Zero point and datum location in CNC Programming - Time & Space Complexity
When setting the zero point and datum location in CNC programming, it's important to understand how the time to complete these steps changes as the number of points increases.
We want to know how the work grows when more zero points or datums are set.
Analyze the time complexity of the following code snippet.
FOR i = 1 TO n
G54 X[i] Y[i] Z[i] ; Set datum location
M00 ; Pause for operator to confirm
NEXT i
This code sets multiple datum points one by one, pausing each time for confirmation.
Identify the loops, recursion, array traversals that repeat.

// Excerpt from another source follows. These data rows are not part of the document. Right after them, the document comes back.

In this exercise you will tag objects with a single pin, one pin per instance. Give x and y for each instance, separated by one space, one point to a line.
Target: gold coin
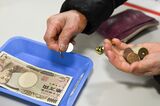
132 57
126 52
142 52
100 50
136 49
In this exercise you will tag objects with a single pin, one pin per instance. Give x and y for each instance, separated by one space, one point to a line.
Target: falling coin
132 57
142 52
70 48
27 79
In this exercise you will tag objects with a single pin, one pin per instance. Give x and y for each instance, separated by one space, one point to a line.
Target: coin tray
36 53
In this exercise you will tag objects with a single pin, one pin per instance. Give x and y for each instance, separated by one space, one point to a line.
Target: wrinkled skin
62 28
149 66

- Primary operation: Loop that sets each datum point.
- How many times: Exactly n times, once per datum point.
Each additional datum point adds one more setting operation and pause.
| Input Size (n) | Approx. Operations |
|---|---|
| 10 | 10 datum settings and pauses |
| 100 | 100 datum settings and pauses |
| 1000 | 1000 datum settings and pauses |
Pattern observation: The work grows directly in proportion to the number of datum points.
Time Complexity: O(n)
This means the time to set datum points grows linearly with how many points you set.

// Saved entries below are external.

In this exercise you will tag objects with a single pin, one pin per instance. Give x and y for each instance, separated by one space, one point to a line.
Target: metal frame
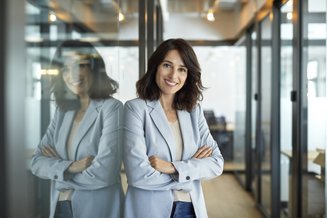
248 121
14 181
142 37
296 197
258 97
275 108
3 166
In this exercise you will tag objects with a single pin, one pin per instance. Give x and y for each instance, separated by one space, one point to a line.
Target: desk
311 154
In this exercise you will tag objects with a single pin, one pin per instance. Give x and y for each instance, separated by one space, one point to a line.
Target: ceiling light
121 16
52 17
210 15
289 15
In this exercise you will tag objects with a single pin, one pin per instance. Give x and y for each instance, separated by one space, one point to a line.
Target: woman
168 148
80 152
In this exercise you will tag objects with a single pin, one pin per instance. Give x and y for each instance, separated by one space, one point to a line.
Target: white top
67 194
179 195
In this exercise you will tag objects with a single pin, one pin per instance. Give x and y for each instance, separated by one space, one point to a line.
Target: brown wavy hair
102 87
189 95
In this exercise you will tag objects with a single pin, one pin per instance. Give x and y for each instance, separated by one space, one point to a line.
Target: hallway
225 198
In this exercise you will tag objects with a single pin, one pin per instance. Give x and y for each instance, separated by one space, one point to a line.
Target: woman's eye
165 65
183 70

[X] Wrong: "Setting multiple datum points takes the same time no matter how many points there are."
[OK] Correct: Each datum point requires a separate operation and confirmation, so more points mean more time.
Understanding how repeated steps affect total time helps you plan efficient CNC programs and shows you can think about scaling tasks clearly.
"What if the confirmation pause was removed? How would the time complexity change?"